American legal scholar (born 1959)

Michael Stokes Paulsen (born April 24, 1959) is an American legal scholar. He is a professor and the Distinguished University Chair at the University of St. Thomas School of Law, and was previously the McKnight Presidential Professor of Law & Public Policy at the University of Minnesota Law School.

== Early life and education ==
Paulsen was born on April 24, 1959. He graduated Phi Beta Kappa from Northwestern University in 1981 with a Bachelor of Arts (B.A.) with distinction in economics, and then enrolled in the Northwestern Pritzker School of Law, where he was selected for the Northwestern University Law Review. Paulsen later transferred to Yale University, where he dual enrolled in Yale Divinity School and Yale Law School.
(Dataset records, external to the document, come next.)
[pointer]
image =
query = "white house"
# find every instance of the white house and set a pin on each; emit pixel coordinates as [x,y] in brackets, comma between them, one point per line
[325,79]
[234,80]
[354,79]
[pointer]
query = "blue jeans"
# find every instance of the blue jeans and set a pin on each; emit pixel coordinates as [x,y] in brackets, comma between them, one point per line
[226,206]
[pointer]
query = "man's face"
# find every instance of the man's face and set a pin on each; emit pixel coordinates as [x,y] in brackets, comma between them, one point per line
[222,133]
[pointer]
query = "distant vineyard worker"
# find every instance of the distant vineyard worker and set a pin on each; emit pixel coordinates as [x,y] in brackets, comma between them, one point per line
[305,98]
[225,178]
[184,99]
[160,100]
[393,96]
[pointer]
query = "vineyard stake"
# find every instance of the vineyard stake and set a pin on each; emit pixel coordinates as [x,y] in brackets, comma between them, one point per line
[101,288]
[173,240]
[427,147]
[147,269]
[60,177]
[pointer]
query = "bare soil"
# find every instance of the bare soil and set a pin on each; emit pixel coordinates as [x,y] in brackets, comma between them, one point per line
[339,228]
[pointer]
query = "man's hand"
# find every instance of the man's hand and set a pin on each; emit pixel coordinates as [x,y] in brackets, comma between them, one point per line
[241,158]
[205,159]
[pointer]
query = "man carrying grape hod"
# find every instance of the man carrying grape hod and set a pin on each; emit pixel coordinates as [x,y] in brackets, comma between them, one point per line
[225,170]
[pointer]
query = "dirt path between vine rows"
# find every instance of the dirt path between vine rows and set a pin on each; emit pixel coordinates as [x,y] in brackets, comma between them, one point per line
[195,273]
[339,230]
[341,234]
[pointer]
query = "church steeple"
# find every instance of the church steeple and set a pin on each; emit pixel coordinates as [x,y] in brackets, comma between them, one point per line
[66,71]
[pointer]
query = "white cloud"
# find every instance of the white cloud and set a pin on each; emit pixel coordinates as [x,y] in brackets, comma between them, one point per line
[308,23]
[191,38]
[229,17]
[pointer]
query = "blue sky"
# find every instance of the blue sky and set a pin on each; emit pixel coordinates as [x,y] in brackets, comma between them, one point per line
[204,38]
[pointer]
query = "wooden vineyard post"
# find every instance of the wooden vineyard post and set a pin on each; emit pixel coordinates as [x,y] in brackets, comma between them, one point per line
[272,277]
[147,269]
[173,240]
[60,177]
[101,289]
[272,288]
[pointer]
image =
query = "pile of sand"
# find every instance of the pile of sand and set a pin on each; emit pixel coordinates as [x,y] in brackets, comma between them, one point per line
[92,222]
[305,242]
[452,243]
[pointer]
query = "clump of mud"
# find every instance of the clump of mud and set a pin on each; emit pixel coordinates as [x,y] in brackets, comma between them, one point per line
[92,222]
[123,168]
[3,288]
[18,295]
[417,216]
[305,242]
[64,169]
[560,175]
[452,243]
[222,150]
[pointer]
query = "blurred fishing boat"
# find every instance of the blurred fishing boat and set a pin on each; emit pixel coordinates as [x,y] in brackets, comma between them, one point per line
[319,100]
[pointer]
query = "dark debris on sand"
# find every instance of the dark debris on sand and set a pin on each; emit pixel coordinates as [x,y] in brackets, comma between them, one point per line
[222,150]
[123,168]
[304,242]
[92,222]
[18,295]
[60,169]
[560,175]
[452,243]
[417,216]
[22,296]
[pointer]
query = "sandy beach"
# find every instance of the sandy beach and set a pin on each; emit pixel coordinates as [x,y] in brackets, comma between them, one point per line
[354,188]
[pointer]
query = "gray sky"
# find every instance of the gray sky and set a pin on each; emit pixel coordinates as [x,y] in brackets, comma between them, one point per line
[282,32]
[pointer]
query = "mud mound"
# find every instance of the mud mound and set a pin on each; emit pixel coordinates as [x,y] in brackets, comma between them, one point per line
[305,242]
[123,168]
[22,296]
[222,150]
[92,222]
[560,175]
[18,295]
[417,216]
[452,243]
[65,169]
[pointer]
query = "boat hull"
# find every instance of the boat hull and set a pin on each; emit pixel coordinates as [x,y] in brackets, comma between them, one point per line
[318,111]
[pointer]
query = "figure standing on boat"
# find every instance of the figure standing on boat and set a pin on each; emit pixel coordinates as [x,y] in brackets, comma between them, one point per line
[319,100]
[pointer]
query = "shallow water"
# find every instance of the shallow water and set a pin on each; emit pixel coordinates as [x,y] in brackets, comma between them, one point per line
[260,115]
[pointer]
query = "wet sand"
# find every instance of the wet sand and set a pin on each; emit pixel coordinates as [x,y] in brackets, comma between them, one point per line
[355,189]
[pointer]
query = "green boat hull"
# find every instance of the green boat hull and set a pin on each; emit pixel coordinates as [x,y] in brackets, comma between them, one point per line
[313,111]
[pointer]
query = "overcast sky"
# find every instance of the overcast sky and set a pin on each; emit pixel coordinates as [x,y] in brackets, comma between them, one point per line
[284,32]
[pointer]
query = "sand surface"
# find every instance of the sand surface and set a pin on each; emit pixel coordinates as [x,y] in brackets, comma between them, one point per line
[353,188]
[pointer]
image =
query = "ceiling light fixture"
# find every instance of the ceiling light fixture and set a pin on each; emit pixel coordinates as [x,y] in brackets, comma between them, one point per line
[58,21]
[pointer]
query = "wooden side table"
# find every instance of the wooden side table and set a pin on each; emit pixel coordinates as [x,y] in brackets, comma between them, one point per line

As a student at Yale Law School, Paulsen was roommates with Akhil Amar, studied under Robert Bork, and served as an editor of the Yale Law Journal. He received both his Master of Arts (M.A.) in religion and his Juris Doctor (J.D.) from Yale in 1985. Paulsen also had been the student director of the recently established Federalist Society chapter at Yale Law School and the director of the Yale Moot Court.

== Legal career ==
In 1991, Paulsen became an associate professor at the University of Minnesota Law School; he was promoted to a full-time professorship in 1998. He was the university's Julius E. Davis Professor from 1998–1999, an associate dean from 2004–2007, and was appointed as the McKnight Presidential Professor of Law & Public Policy in 2004, serving in that position until 2007. In 2007, Paulsen became a professor of law and the Distinguished University Chair at the University of St. Thomas School of Law.

Paulsen regularly speaks at the Federalist Society.

== Personal life ==
Paulsen and his wife have two children.